The overwhelmingly Sunni groups have increasingly become the targets of deadly attacks after a Dec. 29 call by Osama bin Laden that labeled them traitors.

Known as Awakening Councils in some areas and as Concerned Local Citizens in others, the groups have been considered one of the factors that led to a 60 percent drop in violence around Iraq in the past six months.

The others are an inflow of tens of thousands of U.S. troops and the cease-fire declared in August by al-Sadr for his Mahdi army militia.

The Sadrist calls for peace came during Friday prayers in the Shiite holy city of Kufa and the cleric's Baghdad stronghold of Sadr City.

They appeared to be part of ongoing attempts by al-Sadr to patch things up with two of Iraq's more influential Shiite movements: Abdul-Aziz al-Hakim's Supreme Islamic Iraqi Council, the largest Shiite political party, and Prime Minister Nouri al-Maliki's Dawa party.

“We Sadrists are moving in the way of Muqtada's peaceful initiatives in the provinces, and especially the ones that witnessed violence,” Abdul Hadi al-Mohammadawi, a senior aide to al-Sadr, said in his sermon.

In August, followers of al-Sadr and those loyal to al-Hakim fought in the holy city of Karbala during a religious festival, killing 52 people. In October, the two leaders signed a truce, which has largely held.

“We think that the best way to solve existing problems and provide all with the chance to reach the shores of peace is a comprehensive dialogue, instead of acts of violence,” al-Mohammadawi told worshippers.
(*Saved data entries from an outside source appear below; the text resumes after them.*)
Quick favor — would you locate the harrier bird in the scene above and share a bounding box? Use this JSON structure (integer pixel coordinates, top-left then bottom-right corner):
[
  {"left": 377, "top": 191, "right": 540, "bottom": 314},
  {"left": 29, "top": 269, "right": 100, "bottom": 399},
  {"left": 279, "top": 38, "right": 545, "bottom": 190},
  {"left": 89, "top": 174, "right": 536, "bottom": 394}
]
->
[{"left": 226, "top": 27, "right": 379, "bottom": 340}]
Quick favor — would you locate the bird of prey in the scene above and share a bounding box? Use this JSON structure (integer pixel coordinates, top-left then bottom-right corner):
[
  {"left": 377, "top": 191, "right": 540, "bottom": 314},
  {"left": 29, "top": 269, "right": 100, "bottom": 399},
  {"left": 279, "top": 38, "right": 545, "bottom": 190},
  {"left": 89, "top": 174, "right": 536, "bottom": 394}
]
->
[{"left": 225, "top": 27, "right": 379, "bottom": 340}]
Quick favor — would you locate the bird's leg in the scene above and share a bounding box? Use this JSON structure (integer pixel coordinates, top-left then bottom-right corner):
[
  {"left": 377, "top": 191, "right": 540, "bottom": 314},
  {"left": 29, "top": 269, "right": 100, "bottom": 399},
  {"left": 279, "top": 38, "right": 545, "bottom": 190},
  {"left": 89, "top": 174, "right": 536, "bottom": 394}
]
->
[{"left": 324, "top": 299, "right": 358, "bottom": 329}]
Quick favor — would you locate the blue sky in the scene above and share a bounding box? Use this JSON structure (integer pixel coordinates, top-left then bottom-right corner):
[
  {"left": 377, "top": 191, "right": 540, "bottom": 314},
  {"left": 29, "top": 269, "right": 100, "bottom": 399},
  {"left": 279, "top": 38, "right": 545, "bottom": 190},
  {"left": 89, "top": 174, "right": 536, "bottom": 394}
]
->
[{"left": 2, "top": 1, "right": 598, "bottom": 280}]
On Thursday, al-Sadr's representatives met with officials from al-Hakim's party in Kufa, 100 miles south of Baghdad.

In Sadr City, a cleric loyal to al-Sadr urged Mahdi army members to honor the cease-fire declared by their leader.

“We praise the positive role of the Imam al-Mahdi army for obeying its leader's freezing order, until God wishes otherwise,” Sheik Jasim al-Metery said, referring to the militia by its full name in his sermon.

Also yesterday, Polish officials reported that Iraqi and Polish forces arrested three gunmen Thursday in Ifach, east of Diwaniyah.